Twelve hour rapamycin treat does not prevent the increase in synaptic transmission, but increases the minifrequency. A, Representative traces showing evoked synaptic responses from vehicle-treated Pten-cre (red traces), 12 h rapamycin-treated Pten-cre (blue traces), and 72 h rapamycin-treated Pten-cre (gray traces) neurons. B, Representative traces showing sucrose application responses from vehicle-treated Pten-cre (red traces), 12 h rapamycin-treated Pten-cre (blue traces), and 72 h rapamycin-treated Pten-cre (gray traces) neurons. C, Representative traces showing miniature EPSC activity from vehicle-treated Pten-cre (red traces), 12 h rapamycin-treated Pten-cre (blue traces), and 72 h rapamycin-treated Pten-cre (gray traces) neurons. D, Miniature event frequencies (mean ± SEM) of vehicle-treated control (black) and Pten-cre (red) neurons, 12 h rapamycin-treated Pten-cre neurons (blue), and 72 h rapamycin-treated Pten-cre neurons (gray). *p ≤ 0.05 versus all other groups (one-way ANOVA with a Student–Newman–Keuls post-test).

Figure 9.

Seventy-two hour rapamycin treatment decreases synaptic transmission in glutamatergic but not GABAergic neurons. A, Peak amplitudes of evoked EPSCs from glutamatergic (left bars) and evoked IPSCs from GABAergic (right bars) neurons. Black bars are vehicle-treated wild-type neurons, and green bars are 72 h 100 nm rapamycin-treated neurons. B, Representative traces showing sucrose application responses from glutamatergic (left traces) and GABAergic (right traces) wild-type neurons treated with vehicle (black traces) or rapamycin (green traces). C, The number of synaptic vesicles (mean ± SEM) contained in the RRP of glutamatergic (left bars) and GABAergic (right bars) neurons treated with vehicle (black) or rapamycin (green).
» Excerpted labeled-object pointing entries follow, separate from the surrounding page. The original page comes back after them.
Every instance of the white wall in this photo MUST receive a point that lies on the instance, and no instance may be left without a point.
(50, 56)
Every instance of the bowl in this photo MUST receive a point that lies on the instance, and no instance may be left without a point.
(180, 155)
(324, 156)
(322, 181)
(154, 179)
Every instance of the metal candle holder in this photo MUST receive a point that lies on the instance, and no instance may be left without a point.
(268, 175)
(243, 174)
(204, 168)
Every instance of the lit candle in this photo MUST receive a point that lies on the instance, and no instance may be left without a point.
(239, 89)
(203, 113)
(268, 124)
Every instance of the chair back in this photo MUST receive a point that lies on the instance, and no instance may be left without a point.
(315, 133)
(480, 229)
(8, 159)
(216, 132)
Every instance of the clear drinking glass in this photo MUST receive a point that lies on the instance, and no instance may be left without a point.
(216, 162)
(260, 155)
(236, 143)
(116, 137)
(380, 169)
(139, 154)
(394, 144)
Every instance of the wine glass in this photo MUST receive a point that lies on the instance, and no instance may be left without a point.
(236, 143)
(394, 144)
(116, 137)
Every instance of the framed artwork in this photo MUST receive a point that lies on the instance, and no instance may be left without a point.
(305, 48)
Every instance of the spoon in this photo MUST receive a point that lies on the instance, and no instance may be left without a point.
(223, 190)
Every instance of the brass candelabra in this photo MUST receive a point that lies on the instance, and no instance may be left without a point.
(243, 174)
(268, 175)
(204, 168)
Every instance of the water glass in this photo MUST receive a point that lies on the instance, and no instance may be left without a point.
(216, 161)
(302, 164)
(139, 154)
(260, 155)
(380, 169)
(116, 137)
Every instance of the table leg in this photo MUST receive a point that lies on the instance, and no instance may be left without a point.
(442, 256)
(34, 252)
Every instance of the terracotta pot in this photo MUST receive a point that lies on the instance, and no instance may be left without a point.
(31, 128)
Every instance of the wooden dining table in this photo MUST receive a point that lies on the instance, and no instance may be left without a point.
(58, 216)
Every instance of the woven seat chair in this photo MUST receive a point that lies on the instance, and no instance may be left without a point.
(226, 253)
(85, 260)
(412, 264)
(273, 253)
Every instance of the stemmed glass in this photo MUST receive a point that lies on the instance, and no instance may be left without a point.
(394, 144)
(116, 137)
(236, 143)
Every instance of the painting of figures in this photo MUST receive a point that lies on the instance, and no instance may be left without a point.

D, Representative traces showing average mEPSCs from glutamatergic (left traces) or average mIPSCs from GABAergic (right traces) wild-type neurons treated with vehicle (black traces) or rapamycin (green traces). E, mEPSC peak amplitudes (left bars) and mIPSC peak amplitudes from (right bars) neurons treated with vehicle (black) or rapamycin (green). F, Representative traces showing miniature IPSC activity from vehicle-treated wild-type (black trace) or 72 h rapamycin-treated wild-type (green trace) GABAergic neurons. G, The frequency of miniature events collected from vehicle-treated and rapamycin-treated wild-type neurons. All values are presented as mean ± SEM. *p ≤ 0.05.